What really matters is the implementation, right? And so one of the things that we'll probably have released by the time this podcast comes out is right now in line graph, line graph is very stateful. You define a state for your graph and basically a run of an agent operates on a thread.

It's very similar to threads in open AI's assistant API, but you can define the state however you want. You can define whatever keys, whatever values you want. Right now, they're all persistent for a single thread. We're going to add the ability to persist that between threads. So then if you basically want to scope a memory to a user ID or to an assistant or to an organization, then you can do that.

And practically what that means is you can write to that channel whatever you want, and then that can be read in other threads. We're not making any kind of like claims around what the shape of memory is, right? You can write kind of like what you want there. I still think it's like so early on and we see people needing a lot of control over that.

And so I think this is our current best thought. This is what we're doing around memory at the moment. It's basically extending the state to beyond a thread level. I feel like there's a trade-off between you know, complexity and control, right? For example, like Notion is more complex than Google Docs, but if you use it well, then it gives you more capability, right?

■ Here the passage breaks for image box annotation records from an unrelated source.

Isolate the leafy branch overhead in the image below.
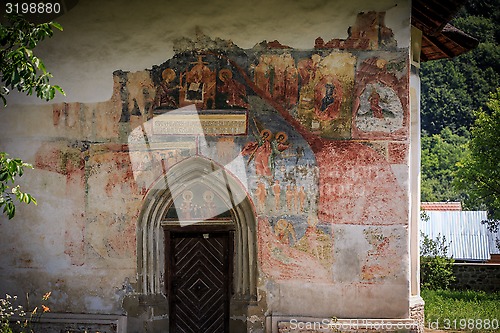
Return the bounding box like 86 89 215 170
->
0 152 36 219
0 14 64 106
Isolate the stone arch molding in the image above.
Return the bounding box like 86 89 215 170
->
137 156 257 301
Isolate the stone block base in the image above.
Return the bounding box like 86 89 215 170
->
13 313 127 333
270 317 420 333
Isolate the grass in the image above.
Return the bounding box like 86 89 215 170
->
421 289 500 332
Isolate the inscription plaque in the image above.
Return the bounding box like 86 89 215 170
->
153 113 247 135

And it's like different tool might suit different applications or scenarios or whatever. Yeah. We should make more good tools, I guess. My quick take is when I started writing about the AI engineer, this was kind of vaguely in my head, but like this is basically the job. Everything outside the LLM is the AI engineer that the researcher is not going to do.

This basically maps to LLMOS. I would add in the code interpreter, the browser and the other stuff, but yeah, this is mostly it. Yeah, those are the I mean, those are the tools, yeah. Those are the external environment, which is a small box at the bottom. So then having this like reasonable level of confidence, like I know what things are, then I want to break it.

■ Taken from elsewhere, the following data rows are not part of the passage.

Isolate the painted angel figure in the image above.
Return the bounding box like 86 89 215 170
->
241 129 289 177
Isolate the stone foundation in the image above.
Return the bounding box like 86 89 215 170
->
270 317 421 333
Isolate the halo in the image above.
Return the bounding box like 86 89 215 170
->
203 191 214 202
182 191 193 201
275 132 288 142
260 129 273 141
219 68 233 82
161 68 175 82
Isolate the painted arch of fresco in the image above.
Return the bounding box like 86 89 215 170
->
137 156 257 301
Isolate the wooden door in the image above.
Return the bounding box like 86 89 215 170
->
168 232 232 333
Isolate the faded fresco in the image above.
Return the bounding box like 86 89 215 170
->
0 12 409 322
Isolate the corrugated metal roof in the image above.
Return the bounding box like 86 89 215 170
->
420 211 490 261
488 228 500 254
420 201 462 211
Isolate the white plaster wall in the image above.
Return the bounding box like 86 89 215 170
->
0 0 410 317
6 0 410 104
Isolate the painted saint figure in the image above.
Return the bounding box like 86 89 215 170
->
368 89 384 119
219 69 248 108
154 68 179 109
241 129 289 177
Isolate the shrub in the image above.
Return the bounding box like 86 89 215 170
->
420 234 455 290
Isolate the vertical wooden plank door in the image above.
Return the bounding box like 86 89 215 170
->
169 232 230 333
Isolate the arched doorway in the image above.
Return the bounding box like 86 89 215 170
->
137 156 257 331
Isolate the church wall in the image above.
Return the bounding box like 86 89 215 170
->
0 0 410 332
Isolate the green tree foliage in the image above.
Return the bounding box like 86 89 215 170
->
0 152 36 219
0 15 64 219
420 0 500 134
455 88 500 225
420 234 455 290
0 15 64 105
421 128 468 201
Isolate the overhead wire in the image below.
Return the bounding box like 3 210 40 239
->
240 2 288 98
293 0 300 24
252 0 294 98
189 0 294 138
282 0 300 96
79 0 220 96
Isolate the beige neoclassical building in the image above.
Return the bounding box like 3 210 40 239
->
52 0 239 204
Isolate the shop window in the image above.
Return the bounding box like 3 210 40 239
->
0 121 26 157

I want to be like, okay, like what's coming up that's going to blindside me completely. And it really is maybe like omni-model where like everything in, everything out. And like, does that change anything? Like if you scale up models like a hundred times more, does that change anything? That's actually a great, great question.

I think that's actually the last paragraph of the paper that's talking about this. I also got asked this question when I was interviewing with OpenAI. Please tell us how to pass OpenAI interviews. Is any of this still true if, you know, if you 100x everything, if we make the model much better?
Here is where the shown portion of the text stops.